通信制大学の教員免許取得課程が教育訓練給付金の対象になっているかどうかは、大学によって異なります。入学前に各大学の公式サイトや、ハローワークの教育訓練給付金の検索システムで確認してください。
数学教員の働き方改革と最新動向
教員の長時間労働は社会問題となっていますが、部活動の地域移行やICTの活用など、働き方改革が進んでいます。採点業務のデジタル化やオンライン教材の活用によって、教員の事務的な負担は徐々に軽減されつつあります。
また、GIGAスクール構想の推進により、タブレットを使った授業が普及しています。数学教員としてデジタルツールを活用した指導ができることは、これからの教育現場で大きなアドバンテージとなります。プログラミング教育と数学は関連性が深いため、プログラミングの知識を持つ数学教員は特に重宝されます。
数学教員免許を取得した後の教員採用試験対策
通信制大学で数学教員免許を取得したら、次のステップは教員採用試験の合格です。数学の教員採用試験では、大学入試レベル以上の数学の専門問題に加えて、教職教養、一般教養、小論文、面接、模擬授業などが課されます。

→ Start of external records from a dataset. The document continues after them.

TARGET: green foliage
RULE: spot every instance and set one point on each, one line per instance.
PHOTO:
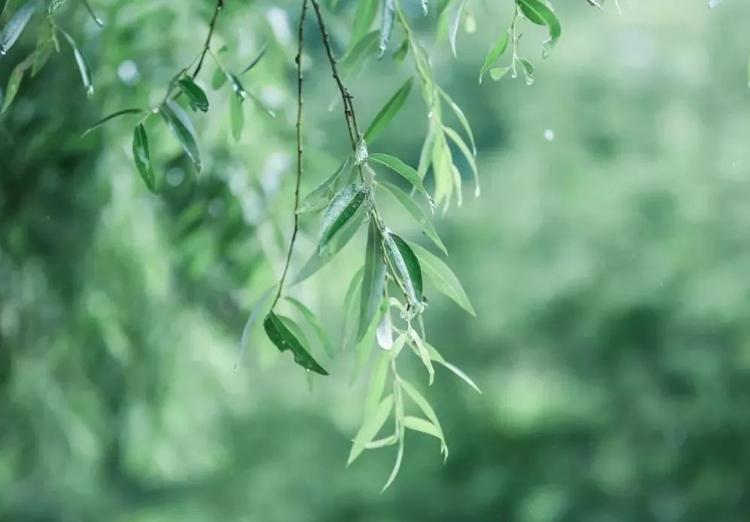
(132, 301)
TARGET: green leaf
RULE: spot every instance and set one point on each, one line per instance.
(14, 82)
(16, 25)
(405, 267)
(540, 12)
(396, 465)
(497, 50)
(370, 428)
(320, 258)
(260, 309)
(341, 209)
(218, 79)
(363, 19)
(378, 378)
(320, 196)
(142, 157)
(373, 279)
(443, 278)
(236, 116)
(83, 66)
(92, 13)
(416, 212)
(422, 426)
(424, 405)
(196, 96)
(314, 323)
(386, 25)
(498, 73)
(400, 168)
(528, 70)
(388, 112)
(282, 337)
(111, 117)
(455, 24)
(435, 356)
(179, 123)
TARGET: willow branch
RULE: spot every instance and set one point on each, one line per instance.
(346, 97)
(300, 105)
(207, 44)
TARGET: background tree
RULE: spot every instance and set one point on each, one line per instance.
(609, 343)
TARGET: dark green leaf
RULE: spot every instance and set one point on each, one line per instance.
(83, 66)
(340, 210)
(182, 128)
(401, 168)
(314, 323)
(497, 50)
(540, 12)
(443, 278)
(419, 215)
(373, 280)
(388, 112)
(196, 96)
(282, 337)
(111, 117)
(386, 25)
(405, 267)
(16, 25)
(91, 11)
(236, 116)
(321, 257)
(142, 157)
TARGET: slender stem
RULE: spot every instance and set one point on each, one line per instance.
(346, 97)
(300, 105)
(207, 44)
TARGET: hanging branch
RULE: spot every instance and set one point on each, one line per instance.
(300, 105)
(207, 44)
(346, 97)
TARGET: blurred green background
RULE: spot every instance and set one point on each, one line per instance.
(607, 257)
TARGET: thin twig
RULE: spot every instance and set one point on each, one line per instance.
(346, 97)
(300, 105)
(207, 44)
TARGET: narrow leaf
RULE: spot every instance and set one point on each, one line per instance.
(340, 211)
(16, 25)
(435, 356)
(370, 428)
(416, 212)
(314, 323)
(83, 66)
(443, 278)
(405, 265)
(400, 168)
(92, 13)
(388, 112)
(182, 128)
(284, 339)
(373, 279)
(386, 25)
(497, 50)
(142, 157)
(196, 96)
(236, 116)
(111, 117)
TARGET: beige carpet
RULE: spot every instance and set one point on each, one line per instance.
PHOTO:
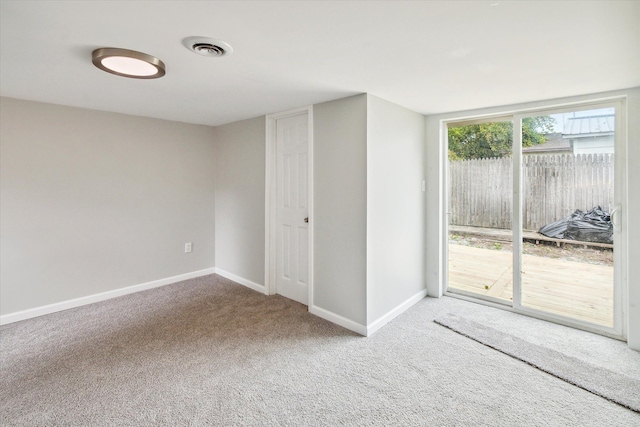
(211, 352)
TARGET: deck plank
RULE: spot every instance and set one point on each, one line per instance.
(579, 290)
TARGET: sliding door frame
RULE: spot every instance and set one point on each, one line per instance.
(619, 214)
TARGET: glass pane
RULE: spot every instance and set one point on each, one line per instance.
(567, 257)
(480, 210)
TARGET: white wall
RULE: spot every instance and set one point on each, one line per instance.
(93, 201)
(240, 199)
(395, 207)
(435, 196)
(340, 208)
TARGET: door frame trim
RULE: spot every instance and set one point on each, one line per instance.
(621, 324)
(270, 198)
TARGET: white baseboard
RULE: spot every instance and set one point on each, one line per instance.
(248, 283)
(90, 299)
(373, 327)
(338, 320)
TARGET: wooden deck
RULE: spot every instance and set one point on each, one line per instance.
(574, 289)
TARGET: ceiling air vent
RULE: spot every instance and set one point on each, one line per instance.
(206, 46)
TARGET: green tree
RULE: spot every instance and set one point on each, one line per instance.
(496, 138)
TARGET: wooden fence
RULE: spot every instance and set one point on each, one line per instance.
(554, 187)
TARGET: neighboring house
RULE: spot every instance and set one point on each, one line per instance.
(556, 144)
(581, 135)
(590, 135)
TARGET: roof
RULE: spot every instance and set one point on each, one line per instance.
(589, 126)
(554, 143)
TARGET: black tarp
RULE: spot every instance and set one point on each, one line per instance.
(591, 226)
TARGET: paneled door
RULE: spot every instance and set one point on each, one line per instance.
(292, 212)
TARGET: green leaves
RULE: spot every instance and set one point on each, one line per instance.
(490, 140)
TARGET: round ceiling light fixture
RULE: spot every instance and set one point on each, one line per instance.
(128, 63)
(207, 46)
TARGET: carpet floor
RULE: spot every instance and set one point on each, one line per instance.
(208, 351)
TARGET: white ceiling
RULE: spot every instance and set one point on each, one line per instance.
(431, 56)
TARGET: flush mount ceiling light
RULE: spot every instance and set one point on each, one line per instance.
(128, 63)
(207, 46)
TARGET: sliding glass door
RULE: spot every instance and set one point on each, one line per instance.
(533, 214)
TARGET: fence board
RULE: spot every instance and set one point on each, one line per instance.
(554, 186)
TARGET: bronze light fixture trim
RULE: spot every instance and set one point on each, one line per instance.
(128, 63)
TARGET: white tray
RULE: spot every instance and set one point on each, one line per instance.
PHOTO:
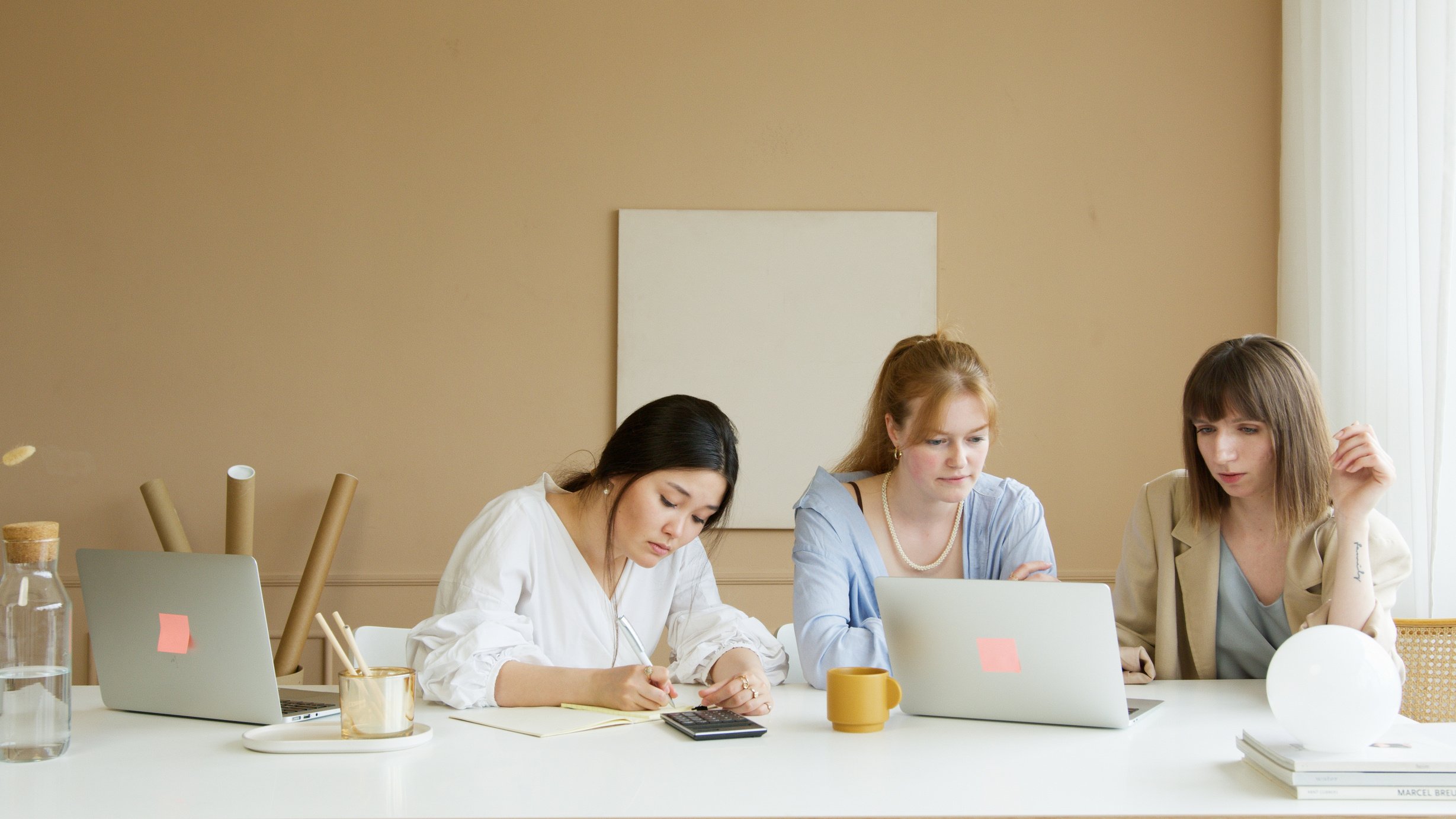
(322, 737)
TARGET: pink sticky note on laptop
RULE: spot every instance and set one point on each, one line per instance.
(175, 636)
(998, 655)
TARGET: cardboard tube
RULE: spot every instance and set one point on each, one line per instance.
(239, 511)
(315, 572)
(165, 515)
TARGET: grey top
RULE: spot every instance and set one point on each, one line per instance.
(1248, 632)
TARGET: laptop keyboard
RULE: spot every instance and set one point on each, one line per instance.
(297, 706)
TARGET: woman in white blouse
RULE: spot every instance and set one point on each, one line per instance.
(528, 607)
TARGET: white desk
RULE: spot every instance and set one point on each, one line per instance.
(1180, 760)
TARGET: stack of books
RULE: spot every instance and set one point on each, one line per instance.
(1404, 764)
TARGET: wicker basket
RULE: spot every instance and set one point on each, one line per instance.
(1429, 649)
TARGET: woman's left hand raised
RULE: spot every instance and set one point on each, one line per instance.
(742, 684)
(1359, 472)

数学の専門試験対策としては、通信制大学で学んだ内容の復習に加えて、過去問を繰り返し解くことが効果的です。各自治体の過去問題は書籍として出版されていたり、教育委員会のWebサイトで公開されていたりします。
また、模擬授業対策も重要です。自宅でホワイトボードを使って練習する方法や、同じ目標を持つ仲間と一緒に模擬授業を行い、互いにフィードバックし合う方法があります。教員採用試験対策用の参考書や予備校を活用するのも効果的な方法です。
まとめ
通信制大学で数学の教員免許を取得するルートは、社会人がキャリアチェンジを目指す際の有力な選択肢です。対応大学は佛教大学、明星大学、玉川大学、北海道情報大学、帝京平成大学など限られていますが、それぞれに特色のあるカリキュラムが用意されています。
数学の専門科目は決して簡単ではありませんが、全国的に数学教員の需要が高いことを考えると、免許取得後のキャリアには大きな可能性があります。まずは各大学の資料を請求して、自分の状況に合ったルートを探してみてください。